Mars Insight Lander, Artist’s impression (NASA/JPL)

“The eye prefers repetition, the ear prefers variety”

I was at the annual Amazon technical summit here in London last week, and today’s blog post is based on something I heard one of the presenters say. On the whole it was a day of consolidating things already developed, rather than a day of grand new breakthroughs, and I enjoyed myself hearing about enhancements to voice and natural language services, together with an offbeat session on building virtual 3d worlds.

Grid design based on thirds (Interaction Design Foundation)
Grid design based on thirds (Interaction Design Foundation)
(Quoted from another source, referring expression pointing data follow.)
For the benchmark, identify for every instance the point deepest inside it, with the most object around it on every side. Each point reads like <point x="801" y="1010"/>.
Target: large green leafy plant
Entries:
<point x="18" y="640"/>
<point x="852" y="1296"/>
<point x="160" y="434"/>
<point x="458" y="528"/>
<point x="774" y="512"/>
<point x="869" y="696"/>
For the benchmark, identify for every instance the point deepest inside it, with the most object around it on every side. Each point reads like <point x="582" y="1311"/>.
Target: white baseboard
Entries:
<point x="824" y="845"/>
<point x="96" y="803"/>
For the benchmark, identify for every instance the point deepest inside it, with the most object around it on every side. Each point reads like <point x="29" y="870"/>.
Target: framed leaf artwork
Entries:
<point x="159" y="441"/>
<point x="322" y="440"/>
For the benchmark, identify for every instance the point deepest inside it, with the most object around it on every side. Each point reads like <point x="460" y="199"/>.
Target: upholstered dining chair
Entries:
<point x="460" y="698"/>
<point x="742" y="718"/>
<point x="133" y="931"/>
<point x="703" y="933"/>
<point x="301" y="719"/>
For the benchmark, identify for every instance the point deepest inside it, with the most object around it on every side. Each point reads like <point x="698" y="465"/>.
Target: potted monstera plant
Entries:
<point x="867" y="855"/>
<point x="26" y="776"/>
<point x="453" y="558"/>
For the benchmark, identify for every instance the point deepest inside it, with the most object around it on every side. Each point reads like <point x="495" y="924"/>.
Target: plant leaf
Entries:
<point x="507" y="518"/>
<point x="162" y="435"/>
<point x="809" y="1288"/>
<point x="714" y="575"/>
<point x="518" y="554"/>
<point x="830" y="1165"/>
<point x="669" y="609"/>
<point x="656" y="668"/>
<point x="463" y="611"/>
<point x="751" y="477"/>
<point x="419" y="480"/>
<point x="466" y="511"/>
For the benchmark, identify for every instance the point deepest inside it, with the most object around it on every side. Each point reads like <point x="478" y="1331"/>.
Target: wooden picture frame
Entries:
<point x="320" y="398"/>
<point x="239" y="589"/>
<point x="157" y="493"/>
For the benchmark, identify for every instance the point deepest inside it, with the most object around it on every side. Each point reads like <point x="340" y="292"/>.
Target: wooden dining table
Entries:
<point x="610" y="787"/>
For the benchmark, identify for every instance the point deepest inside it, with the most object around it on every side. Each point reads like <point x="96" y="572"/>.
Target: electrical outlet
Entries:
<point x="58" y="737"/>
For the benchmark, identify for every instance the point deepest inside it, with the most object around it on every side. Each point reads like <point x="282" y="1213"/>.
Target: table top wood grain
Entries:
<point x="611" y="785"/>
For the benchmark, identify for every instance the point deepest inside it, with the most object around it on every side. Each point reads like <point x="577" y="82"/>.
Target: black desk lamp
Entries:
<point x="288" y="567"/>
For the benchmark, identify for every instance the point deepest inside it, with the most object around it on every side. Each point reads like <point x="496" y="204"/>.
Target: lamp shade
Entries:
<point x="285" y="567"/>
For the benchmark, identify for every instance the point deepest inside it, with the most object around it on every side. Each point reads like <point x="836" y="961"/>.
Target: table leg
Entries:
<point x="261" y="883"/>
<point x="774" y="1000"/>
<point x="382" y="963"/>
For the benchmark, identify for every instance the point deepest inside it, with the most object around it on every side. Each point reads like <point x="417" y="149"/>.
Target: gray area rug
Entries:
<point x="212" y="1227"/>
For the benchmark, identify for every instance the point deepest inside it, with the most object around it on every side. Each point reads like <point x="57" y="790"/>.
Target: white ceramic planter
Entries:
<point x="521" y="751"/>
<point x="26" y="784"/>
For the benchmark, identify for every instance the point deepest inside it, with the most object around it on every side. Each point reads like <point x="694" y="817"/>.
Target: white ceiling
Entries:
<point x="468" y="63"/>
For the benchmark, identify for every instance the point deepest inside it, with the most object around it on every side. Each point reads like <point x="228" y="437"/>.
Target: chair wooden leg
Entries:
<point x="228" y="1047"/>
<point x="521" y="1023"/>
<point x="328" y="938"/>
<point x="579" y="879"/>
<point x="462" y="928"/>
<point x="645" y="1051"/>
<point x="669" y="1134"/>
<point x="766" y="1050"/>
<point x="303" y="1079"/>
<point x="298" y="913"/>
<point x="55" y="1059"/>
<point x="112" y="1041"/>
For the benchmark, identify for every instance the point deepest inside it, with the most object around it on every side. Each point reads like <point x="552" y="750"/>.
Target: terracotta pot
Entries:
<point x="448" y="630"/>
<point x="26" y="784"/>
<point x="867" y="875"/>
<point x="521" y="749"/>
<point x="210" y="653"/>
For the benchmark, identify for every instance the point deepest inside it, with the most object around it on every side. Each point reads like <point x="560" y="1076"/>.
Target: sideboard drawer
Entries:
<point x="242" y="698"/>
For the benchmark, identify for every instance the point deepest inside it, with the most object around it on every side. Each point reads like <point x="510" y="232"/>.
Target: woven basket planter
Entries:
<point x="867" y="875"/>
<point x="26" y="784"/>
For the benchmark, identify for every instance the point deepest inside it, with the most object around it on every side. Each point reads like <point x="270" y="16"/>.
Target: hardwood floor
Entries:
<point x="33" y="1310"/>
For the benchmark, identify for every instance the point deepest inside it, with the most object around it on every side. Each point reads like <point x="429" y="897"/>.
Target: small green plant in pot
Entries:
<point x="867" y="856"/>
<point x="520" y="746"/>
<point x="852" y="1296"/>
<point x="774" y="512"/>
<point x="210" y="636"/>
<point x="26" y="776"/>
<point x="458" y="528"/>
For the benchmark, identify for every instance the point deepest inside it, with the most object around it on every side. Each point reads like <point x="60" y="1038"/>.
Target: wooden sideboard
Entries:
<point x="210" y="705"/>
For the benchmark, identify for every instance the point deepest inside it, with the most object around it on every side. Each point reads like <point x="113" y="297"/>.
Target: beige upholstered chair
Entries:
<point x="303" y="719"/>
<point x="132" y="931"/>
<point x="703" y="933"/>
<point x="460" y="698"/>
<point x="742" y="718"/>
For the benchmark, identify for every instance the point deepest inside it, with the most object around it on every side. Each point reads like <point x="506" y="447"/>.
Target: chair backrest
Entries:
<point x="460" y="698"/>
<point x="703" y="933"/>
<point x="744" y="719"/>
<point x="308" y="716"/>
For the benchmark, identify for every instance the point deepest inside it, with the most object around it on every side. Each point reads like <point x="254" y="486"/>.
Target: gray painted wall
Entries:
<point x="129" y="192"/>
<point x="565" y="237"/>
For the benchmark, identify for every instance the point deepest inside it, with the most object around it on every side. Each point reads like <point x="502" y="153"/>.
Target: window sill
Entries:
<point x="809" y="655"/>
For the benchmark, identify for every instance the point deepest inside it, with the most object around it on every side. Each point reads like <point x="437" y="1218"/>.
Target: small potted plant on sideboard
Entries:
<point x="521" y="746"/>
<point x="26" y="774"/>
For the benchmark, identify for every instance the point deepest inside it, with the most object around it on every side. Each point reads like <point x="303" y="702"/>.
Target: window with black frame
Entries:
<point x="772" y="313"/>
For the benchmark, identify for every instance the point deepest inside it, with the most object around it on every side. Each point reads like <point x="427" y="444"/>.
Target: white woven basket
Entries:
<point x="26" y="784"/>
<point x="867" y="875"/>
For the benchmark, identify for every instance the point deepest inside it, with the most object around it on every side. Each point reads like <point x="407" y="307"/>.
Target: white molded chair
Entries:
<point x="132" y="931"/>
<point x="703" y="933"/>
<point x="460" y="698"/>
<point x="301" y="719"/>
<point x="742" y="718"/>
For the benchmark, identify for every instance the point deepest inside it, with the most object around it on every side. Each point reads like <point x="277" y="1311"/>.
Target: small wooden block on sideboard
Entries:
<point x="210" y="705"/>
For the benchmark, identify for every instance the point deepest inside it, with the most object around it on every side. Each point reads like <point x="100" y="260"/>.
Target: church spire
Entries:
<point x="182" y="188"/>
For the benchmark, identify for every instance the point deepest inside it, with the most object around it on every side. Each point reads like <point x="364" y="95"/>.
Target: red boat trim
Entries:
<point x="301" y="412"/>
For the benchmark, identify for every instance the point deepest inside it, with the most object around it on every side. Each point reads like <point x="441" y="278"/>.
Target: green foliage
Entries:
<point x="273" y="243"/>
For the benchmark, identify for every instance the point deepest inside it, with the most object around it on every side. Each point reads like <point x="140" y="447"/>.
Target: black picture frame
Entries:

But I want to focus on one specific idea, contrasting how we build human-computer interfaces quite differently for the eye and the ear. In short, “the eye prefers repetition, the ear prefers variety“. Look at the appearance of your typical app on computer or phone. We have largely standardised where the key elements go – menu, options, title and so on. They are so standardised that we can tell at a glance if something is “in the wrong place“. The text stays the same every time you open it. The icons stay the same, unless they have a little overlay telling you to do something with them. And so on.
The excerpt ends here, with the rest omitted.